One thing that I would like confirmation of is how ceph stores large
files. If I store a large file in CephFS is it automatically split up
into chunks with the various chunks stored and replicated
automatically across the whole cluster, or does it store the whole
file as one object on one individial OSD and then has individual
replicants of the whole file on a small number of other OSD's ? What
is the typical block size used if files are split up....can this be
configured ?
Regards,
Emyr
--
To unsubscribe from this list: send the line "unsubscribe ceph-devel" in
the body of a message to majordomo@xxxxxxxxxxxxxxx
More majordomo info at http://vger.kernel.org/majordomo-info.html
Hi Emry,
If you are using CephFS (ie the posix file system component), large
files will by default be broken up into 4MB objects.
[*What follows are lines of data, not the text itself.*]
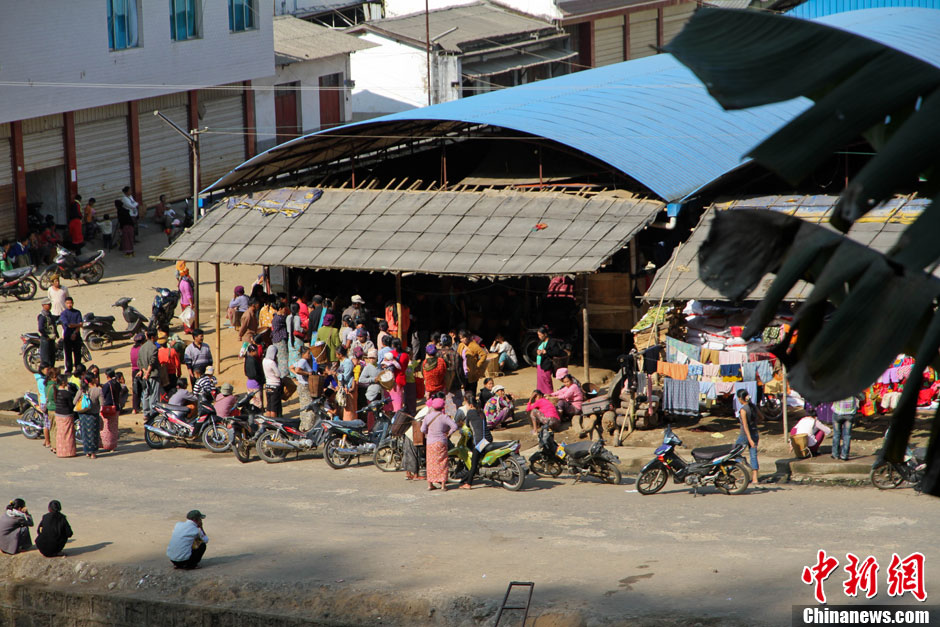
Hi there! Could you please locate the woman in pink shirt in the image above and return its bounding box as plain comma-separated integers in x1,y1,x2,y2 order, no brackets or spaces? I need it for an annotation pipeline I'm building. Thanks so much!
525,390,561,434
549,368,584,419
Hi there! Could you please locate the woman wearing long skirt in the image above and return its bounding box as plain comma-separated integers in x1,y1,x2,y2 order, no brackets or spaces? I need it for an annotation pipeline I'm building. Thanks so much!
421,398,457,490
55,374,77,457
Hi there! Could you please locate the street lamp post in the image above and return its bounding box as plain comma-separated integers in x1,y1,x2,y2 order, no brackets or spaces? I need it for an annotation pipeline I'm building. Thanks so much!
153,111,203,328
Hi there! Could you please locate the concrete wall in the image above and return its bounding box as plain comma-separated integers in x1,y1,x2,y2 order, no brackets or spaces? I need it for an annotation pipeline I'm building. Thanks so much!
0,0,274,123
252,54,352,151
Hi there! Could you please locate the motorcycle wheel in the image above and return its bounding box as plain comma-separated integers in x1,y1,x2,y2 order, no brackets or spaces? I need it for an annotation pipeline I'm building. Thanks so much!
499,457,525,492
529,452,562,477
85,333,107,351
201,424,232,453
23,346,42,374
82,261,104,285
232,435,251,464
20,407,42,440
13,278,38,300
372,442,402,472
868,462,904,490
596,462,623,485
39,270,58,290
715,463,751,494
144,419,169,449
255,431,288,464
323,437,352,470
636,467,669,494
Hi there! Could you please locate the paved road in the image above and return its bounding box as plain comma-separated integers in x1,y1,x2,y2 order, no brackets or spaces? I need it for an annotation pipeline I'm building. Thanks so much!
0,427,940,625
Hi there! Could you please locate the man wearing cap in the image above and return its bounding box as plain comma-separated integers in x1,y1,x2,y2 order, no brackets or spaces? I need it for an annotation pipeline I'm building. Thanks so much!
215,383,238,418
37,298,59,370
183,329,212,381
166,509,209,570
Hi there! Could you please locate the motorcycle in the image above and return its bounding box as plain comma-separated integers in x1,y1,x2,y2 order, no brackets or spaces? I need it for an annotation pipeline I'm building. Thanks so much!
148,287,180,331
868,446,927,490
39,246,104,290
323,399,391,469
636,427,750,494
447,425,526,492
529,427,621,485
82,296,147,350
0,266,38,300
253,399,334,464
20,333,91,374
16,392,46,440
144,394,232,453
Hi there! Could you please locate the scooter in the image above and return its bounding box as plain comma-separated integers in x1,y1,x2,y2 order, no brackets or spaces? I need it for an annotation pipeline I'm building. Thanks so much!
636,427,750,494
529,427,621,485
39,245,104,290
82,296,147,350
447,425,526,492
20,333,91,374
323,399,391,469
253,399,332,464
148,287,180,331
0,266,38,300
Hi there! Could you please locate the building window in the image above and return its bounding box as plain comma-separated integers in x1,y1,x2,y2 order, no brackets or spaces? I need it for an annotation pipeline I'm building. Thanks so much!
107,0,140,50
228,0,257,33
170,0,202,41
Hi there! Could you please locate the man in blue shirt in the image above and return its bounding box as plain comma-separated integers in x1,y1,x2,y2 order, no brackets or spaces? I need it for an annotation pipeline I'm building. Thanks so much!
59,296,83,372
166,509,209,570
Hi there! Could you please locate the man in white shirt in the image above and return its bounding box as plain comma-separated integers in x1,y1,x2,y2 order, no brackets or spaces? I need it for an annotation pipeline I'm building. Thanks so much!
166,509,209,570
121,185,140,242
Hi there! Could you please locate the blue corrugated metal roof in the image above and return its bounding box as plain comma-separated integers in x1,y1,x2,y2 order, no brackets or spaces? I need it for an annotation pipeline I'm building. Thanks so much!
206,54,810,200
207,8,940,201
787,0,940,20
816,7,940,67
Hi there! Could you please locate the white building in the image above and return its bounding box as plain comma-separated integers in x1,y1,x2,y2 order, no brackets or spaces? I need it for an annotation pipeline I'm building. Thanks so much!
0,0,274,238
347,2,577,120
253,16,376,150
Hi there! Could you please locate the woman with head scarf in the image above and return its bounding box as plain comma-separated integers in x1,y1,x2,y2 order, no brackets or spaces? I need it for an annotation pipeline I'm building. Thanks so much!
261,344,283,418
317,313,340,363
36,501,72,557
0,499,33,555
422,400,457,490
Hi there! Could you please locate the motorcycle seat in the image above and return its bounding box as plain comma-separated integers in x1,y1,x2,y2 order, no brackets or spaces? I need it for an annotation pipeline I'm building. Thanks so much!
330,420,366,429
0,266,33,281
692,444,734,462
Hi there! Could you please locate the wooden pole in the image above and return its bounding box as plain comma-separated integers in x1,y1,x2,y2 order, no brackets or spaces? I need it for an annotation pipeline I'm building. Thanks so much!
581,274,591,383
212,263,222,376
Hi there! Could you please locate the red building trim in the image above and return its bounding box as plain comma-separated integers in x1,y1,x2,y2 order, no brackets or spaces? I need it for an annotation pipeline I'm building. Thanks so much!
10,121,27,237
242,81,257,159
62,111,77,202
186,89,202,191
127,100,144,201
The object size is
configurable. Each object is distributed pseudo randomly between the
different OSDs (though if you have a replication level > 1, object
replicas will obey the rules defined in your crush map). Replication is
on a per pool basis and happens automatically. If an OSD goes down and
replication is used, Ceph will attempt to heal itself by redistributing
the objects on the down OSD to the remaining ones.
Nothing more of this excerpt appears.